The Mexican who was riding next to him noticed the motion and laughed hoarsely.
“Aha, young feller,” he cried in his broken English. “You have decide to come back to this cold world, eh? I theenk you will find it one verry cold world—yess.” Again he laughed and the laughter was taken up by the others, sneering, mocking, making the blood run cold in Phil’s veins.
The next moment he was on fire with rage. Cowards—to taunt a fellow when they knew he was helpless to strike back. Just let them loose those cruel bonds from his hand and feet and he’d show ’em.
But in his heart he knew there would be no loosening of those bonds and he had to grit his teeth to bear the pain of them. The Mexicans continued to laugh and jeer at him and he tried his best to close his ears to their taunts. If only he could manage to keep quiet! If only he could make them think that he did not hear!
He knew the hopelessness, under the circumstances, of answering them. It would only be giving them the chance they were looking for, to hurl further insult upon him.
Those bonds, those bonds—if only he might have them loosened for half a moment, just long enough to allow the blood to flow into his numbed fingers. A groan found its way to his tightly pressed lips, but he managed, somehow, to stifle it. He would not make an outcry. He would die before he would let them know how he was suffering! Doggedly, he set his teeth still harder.

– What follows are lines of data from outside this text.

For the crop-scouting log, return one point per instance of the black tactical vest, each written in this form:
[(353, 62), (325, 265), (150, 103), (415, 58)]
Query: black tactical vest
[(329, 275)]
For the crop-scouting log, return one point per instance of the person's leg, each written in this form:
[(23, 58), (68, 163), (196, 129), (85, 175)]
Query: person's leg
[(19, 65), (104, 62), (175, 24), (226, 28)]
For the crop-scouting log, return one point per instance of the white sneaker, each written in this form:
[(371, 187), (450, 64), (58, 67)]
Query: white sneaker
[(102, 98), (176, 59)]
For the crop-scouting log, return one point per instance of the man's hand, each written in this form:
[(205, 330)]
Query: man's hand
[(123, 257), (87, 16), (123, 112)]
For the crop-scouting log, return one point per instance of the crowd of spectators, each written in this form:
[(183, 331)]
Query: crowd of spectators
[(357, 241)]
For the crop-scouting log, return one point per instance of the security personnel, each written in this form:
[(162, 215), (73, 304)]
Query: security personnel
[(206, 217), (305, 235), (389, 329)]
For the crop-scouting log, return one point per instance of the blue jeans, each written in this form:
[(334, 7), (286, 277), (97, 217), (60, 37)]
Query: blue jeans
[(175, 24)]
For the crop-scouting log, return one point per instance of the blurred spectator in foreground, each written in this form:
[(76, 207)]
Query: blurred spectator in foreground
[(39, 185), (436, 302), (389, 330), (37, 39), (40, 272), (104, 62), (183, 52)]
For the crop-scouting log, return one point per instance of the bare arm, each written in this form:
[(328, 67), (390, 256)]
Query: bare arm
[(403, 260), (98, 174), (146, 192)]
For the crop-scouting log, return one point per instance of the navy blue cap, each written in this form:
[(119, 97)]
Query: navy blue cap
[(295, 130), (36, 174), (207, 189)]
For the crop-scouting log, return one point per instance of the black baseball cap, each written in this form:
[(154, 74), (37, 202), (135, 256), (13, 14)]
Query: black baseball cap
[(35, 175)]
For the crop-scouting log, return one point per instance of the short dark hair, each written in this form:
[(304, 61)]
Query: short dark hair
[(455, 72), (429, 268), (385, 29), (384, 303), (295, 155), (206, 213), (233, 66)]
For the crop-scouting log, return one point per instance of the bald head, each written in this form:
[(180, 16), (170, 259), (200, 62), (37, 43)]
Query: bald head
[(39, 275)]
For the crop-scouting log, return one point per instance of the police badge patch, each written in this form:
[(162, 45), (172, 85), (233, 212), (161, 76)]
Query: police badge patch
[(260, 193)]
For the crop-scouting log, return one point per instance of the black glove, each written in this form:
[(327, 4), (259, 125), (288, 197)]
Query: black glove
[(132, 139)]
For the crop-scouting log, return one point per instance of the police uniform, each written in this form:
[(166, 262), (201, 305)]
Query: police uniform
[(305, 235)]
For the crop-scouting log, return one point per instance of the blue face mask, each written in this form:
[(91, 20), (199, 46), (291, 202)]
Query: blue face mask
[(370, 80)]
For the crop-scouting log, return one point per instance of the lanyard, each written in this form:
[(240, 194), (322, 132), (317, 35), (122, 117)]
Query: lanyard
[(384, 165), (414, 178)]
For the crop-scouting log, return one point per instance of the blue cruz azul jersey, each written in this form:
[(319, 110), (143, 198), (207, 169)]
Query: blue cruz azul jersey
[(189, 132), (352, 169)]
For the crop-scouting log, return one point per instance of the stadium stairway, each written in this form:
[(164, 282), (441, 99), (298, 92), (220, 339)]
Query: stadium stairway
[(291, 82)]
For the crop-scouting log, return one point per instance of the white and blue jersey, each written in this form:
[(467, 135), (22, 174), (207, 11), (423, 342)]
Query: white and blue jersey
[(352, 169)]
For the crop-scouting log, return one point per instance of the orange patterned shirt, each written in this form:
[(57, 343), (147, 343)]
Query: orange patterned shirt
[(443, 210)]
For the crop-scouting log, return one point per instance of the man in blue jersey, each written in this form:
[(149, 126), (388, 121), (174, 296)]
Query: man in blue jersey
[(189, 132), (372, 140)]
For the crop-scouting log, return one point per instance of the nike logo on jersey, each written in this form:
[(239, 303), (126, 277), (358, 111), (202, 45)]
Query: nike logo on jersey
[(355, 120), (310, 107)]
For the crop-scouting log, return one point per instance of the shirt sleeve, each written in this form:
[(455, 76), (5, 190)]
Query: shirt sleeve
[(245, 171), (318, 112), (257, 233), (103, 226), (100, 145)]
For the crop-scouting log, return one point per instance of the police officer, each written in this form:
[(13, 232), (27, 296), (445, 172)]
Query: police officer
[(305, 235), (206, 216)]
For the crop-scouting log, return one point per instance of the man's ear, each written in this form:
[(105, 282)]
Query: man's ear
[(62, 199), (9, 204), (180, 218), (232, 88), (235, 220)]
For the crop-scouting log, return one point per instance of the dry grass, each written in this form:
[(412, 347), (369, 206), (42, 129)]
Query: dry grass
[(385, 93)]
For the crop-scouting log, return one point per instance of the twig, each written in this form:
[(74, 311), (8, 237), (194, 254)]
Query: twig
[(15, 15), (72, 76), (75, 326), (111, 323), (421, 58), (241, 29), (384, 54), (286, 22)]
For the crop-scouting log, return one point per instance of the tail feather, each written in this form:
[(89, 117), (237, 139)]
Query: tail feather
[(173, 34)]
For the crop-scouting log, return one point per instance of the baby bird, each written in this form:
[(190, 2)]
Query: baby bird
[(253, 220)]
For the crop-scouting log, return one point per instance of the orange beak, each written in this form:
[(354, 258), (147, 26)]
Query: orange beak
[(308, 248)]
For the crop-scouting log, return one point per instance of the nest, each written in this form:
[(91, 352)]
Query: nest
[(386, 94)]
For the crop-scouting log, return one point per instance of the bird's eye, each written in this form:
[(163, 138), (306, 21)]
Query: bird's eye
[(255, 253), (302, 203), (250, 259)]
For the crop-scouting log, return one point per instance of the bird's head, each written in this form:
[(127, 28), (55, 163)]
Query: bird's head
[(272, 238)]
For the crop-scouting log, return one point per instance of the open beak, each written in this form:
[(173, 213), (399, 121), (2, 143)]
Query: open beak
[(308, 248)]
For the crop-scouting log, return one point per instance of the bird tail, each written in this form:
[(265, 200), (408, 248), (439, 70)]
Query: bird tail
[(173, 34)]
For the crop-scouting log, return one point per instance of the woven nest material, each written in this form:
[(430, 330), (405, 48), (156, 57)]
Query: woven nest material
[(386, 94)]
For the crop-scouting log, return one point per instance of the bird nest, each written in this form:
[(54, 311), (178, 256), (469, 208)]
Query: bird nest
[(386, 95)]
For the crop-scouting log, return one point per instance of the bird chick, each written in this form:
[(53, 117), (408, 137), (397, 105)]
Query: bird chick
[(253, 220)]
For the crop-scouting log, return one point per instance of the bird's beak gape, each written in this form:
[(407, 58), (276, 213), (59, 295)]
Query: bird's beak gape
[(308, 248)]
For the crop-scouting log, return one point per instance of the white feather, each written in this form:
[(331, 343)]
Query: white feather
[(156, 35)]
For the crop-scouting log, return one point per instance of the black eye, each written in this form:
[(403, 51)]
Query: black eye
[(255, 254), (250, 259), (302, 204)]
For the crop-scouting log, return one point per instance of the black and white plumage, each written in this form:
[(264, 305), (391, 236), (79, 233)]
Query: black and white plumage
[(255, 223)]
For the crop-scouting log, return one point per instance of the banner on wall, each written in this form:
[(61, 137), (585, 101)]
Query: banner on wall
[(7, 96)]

He tried to think back to that moment when he had been struck. He remembered thinking in that second of time before the uplifted cudgel had crashed down on his head that he had been discovered by some of Murray’s gang. That was the natural supposition. Having caught him in the act of eavesdropping and fearing that he knew too much of their plans, the thieves would want nothing so much as to put him out of the way.
But it had not been one of Murray’s gang who had struck that murderous blow. That was moderately certain since he was now riding over the desert, a captive of Mexican bandits. It had almost surely been a Mexican who had attacked him.
Then, like a flash, came the recollection, of his strange certainty that someone had been dogging his steps back there in the woods. He had thought it only his imagination, when, in reality it had been fact.
Followed as a cat follows a mouse, silently, relentlessly, awaiting the right moment to spring. At the thought, a creepy sensation traveled up and down his spine. It was horrible to think of himself being followed like that.